Organized tourist buses stop in Metsovo daily during the summer and the souvenir shops around the main platia are kept busy, leading some to claim that Metsovo practices ‘tradition for tourism’s sake.’ This is hardly a fair acusation as anyone who arrives outside the summer months will see, but there are many facilities for tourists…

Several shops sell Metsovo cheese, an absolute must for anyone who likes their cheese hard and tasty… Metsovo honey is also a popular buy. Note the carpentry workshops where the old Vlahi art of woodcarving is still practiced. Some of the work is superb…

Other places of interest … include an art gallery featuring the works of contemporary Greek artists and, besides the clock tower, the fifteenth century church of Agai Paraskevi…

A 15 minute walk down the hillside leads to the small and serene monastery of Agios Nikoloas. Ring the bell for the caretaker who is happy to open the chapel to allow visitors to see the beautiful post-Byzantine frescoes painted there.

Off the Beaten Track: Greece, by Geoffrey Brown, 1991 – U.K.


In this same period [early 17th century], many people settled down on the outskirts of Thessalonica in Asvestochorion (Kirets-Kioi) to the south of a church beside the rill known as Vlachikos Lakkos. Apparently they still spoke Vlach. They were craftsmen–tailors, dyers, jewellers, shoemakers, and so on.
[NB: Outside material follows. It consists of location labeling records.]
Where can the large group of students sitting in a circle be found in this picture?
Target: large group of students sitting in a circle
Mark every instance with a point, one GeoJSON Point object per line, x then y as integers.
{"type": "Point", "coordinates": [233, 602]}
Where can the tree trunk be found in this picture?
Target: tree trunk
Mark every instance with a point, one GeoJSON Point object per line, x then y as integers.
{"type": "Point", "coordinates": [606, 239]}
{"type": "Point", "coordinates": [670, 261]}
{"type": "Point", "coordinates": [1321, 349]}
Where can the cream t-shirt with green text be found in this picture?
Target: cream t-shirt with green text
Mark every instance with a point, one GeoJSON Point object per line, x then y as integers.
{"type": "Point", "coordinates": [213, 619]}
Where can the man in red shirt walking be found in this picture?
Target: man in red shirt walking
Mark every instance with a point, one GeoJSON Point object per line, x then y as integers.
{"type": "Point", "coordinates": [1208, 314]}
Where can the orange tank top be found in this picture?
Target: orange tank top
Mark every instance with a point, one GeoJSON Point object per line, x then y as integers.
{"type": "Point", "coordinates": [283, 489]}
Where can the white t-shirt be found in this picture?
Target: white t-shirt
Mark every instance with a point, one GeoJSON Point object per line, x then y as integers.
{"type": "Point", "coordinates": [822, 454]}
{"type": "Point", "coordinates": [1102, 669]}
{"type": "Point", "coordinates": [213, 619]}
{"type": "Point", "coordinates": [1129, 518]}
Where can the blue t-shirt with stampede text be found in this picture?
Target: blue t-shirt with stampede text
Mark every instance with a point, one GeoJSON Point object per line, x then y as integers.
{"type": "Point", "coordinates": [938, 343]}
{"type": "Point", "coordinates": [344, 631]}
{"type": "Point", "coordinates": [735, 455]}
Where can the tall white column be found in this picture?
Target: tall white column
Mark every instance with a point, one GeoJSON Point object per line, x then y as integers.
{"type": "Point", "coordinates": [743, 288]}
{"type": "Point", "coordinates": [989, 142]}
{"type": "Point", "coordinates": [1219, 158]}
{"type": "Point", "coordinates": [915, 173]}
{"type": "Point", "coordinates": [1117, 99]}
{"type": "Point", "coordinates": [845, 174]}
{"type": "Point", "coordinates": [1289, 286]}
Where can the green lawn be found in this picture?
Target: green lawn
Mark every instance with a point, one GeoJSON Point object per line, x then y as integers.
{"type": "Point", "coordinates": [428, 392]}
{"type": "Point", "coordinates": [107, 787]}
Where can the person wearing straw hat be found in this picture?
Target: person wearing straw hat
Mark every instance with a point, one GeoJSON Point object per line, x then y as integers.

They were also more civilized than the local inhabitants, to whom they referred disparagingly as “peasants.”

The people of the Agrafa…moved to the east across the Sea of Marmara and colonized villages along the coast of Asia Minor. Others went north and settled in Philippopolis (now Plovdiv) where there were also Greek immigrants from Epirus, Moschopolis (the exodus from this city was occasioned by its destruction), Rhodes, and the district of Stenemachos. However, most of the migrants from the Agrafa went enven further north to the Danubian principalities, where their Latin dialect apparently facilitated intercourse with the indigenous peoples of those lands, During the seventeenth and eighteenth centuries, as evidence of their prosperity, these expatriates built handsome homes and beautiful churches in the Agrafa, the Aspropotamos, and generally throughout the Pindus and its spurs. These churches still serve as reminders of the close relationships between the Greeks from the Agrafa and the countries to which they migrated, notably Rumania.

                —The Greek Nation: 1453-1669, Apostolos E. Vacalopoulos (New Jersey, 1976).